Gâzî olarak köyüne dönen Ahmet Çavuş, merhûm dedemin bu isteğini, bir vasiyet kabûl etmiş ve ölünceye dek belirli aralıklarla evimize gelerek Akakuş ailesine göz-kulak olmuştur.

Hafızamda canlı bir vefâ örneği olarak algıladığım Merhûm Ahmet Çavuş’u, minnetle yâd ediyor ve Yüce Rabbimin, O’nu ebedî âlemde en üst derecelere ulaştırmasını niyâz ediyorum.

Şehidlik, gâzîlik ve de vefâkârlık. Ne kadar yüce bir duygu Ahmed Çavuş’un şahsında bu yüce hasletleri gördüm ve Merhûm Mareşal Fevzi Çakmak’ın, “Gerçek muharebeyi, manga komutanları yapar” Sözünün sırrına Hamamlı’lı Ahmed Çavuş’un kişiliğinde erdim.

YANAN ATEŞE BOCA EDİLEN YAĞ VE CUMA SADAKASI

Çocukluk yıllarında ailemizde sofraya, 10-12 kişi olarak oturulurdu. Küçük kardeşlerim yaşamadığından, ailenin en küçüğü olarak annemin yanında ayaktaş/koruma olarak da ben, bulunurdum.

Âile kalabalık olduğu için evde her gün ekmek yapılır ve her gün yemek pişirilirdi. Perşembe günü akşamı ise özel bir durum arzederdi.

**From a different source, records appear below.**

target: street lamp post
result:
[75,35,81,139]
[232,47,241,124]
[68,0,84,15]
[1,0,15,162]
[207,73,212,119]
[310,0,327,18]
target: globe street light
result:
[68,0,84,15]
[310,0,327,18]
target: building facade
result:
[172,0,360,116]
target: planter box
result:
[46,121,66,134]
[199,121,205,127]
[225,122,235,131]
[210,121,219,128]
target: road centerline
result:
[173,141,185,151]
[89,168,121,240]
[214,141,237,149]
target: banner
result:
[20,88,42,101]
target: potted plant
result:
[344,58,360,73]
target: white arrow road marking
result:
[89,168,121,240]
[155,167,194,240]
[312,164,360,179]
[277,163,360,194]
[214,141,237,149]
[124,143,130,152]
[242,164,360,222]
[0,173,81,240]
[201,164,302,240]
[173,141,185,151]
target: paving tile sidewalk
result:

Yaz mevsimlerinde tarlada çalışılırken ikindi sularında –annemle birlikte- tarladan ayrılır ve sür‘atle eve gelirdik. Rahmetli anneciğim, hemen hamur tutar ve mayalamaya bırakırdı.

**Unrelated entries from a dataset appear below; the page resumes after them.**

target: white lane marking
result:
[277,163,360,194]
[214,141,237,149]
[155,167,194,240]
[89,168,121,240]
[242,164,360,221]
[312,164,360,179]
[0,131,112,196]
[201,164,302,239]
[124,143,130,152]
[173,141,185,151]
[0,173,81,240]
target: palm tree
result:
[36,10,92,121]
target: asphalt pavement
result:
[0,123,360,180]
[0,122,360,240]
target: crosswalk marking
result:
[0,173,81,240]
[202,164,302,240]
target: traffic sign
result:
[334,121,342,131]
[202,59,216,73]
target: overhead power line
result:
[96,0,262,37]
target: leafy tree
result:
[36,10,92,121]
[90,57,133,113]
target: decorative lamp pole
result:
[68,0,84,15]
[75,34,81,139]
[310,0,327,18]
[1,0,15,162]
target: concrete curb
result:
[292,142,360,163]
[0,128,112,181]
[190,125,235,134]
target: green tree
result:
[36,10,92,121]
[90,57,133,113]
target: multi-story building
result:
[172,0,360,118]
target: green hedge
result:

Hamur mayalandığında ise hemen onları bir taraftan kızartır. Bir taraftan da kızarmış lokmaları, bakır tepsiye/siniye doldurarak beni, köyün girişine gönderir bu lokmaları, dağıttırır idi.

Gün batarken aç ve yorgun olarak evlerine dönen köylüler ve de çobanlar için bu ikrâm, çok rağbet görüyordu. Bu vesileyle ailemize dua ediliyor ve saygı besleniyordu.

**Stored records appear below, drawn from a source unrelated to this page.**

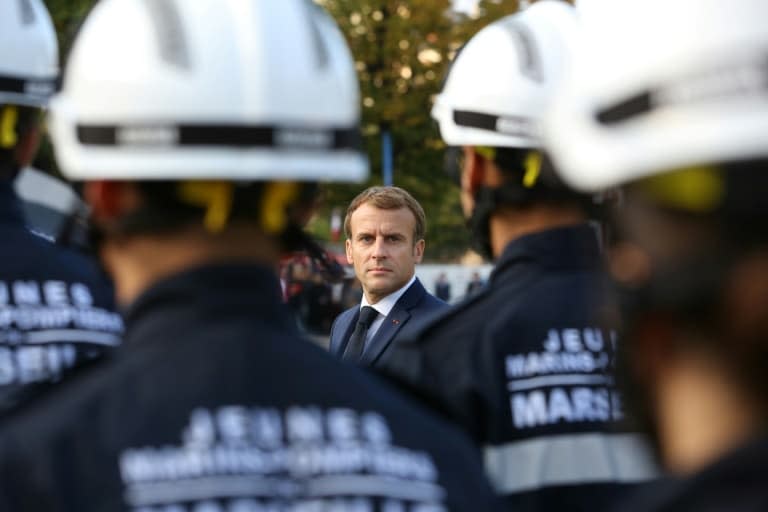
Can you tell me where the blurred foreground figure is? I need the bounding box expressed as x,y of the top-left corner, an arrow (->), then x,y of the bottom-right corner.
376,1 -> 654,511
0,0 -> 504,512
549,0 -> 768,512
0,0 -> 122,414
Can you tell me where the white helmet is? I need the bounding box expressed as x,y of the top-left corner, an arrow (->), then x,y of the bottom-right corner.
432,0 -> 576,148
547,0 -> 768,190
0,0 -> 59,107
51,0 -> 367,181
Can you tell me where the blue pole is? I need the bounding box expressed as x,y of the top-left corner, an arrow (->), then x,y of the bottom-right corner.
381,130 -> 394,187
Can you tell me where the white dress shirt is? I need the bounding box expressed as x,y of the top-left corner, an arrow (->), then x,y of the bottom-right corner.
360,274 -> 416,351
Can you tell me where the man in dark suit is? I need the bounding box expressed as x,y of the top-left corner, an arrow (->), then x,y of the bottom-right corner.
330,187 -> 447,367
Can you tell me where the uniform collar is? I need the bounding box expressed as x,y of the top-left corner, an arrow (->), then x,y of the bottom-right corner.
125,264 -> 296,343
491,224 -> 602,280
0,179 -> 24,224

Burada, rahmetli annem ile bağlantılı olarak, dikkatimi çeken en önemli husus, hamur maya tutmadığı zaman anneciğim, kendi şivesiyle, bahçeden bana seslenir ve:

Ercep! Uşam! Yağ küpünden bir kaşık yağ al! Ateşe at! Ölülerimiz, geriye boş dönmesin! derdi. Bunun üzerine ben, kepçemsi bir tahta kaşık ile küpten kaz veya kurban yağını alır, ocakta alev alev yanan ateşin üzerine boca ederdim. O anda bütün evi, hatta bütün köyü, yağ kokusu, sarmış olurdu.

 Rahmetli anneciğim, ümmî idi. Okumayı da yazmayı da bilmezdi. Ama o, ocaktan aldığı değerlere sahipti.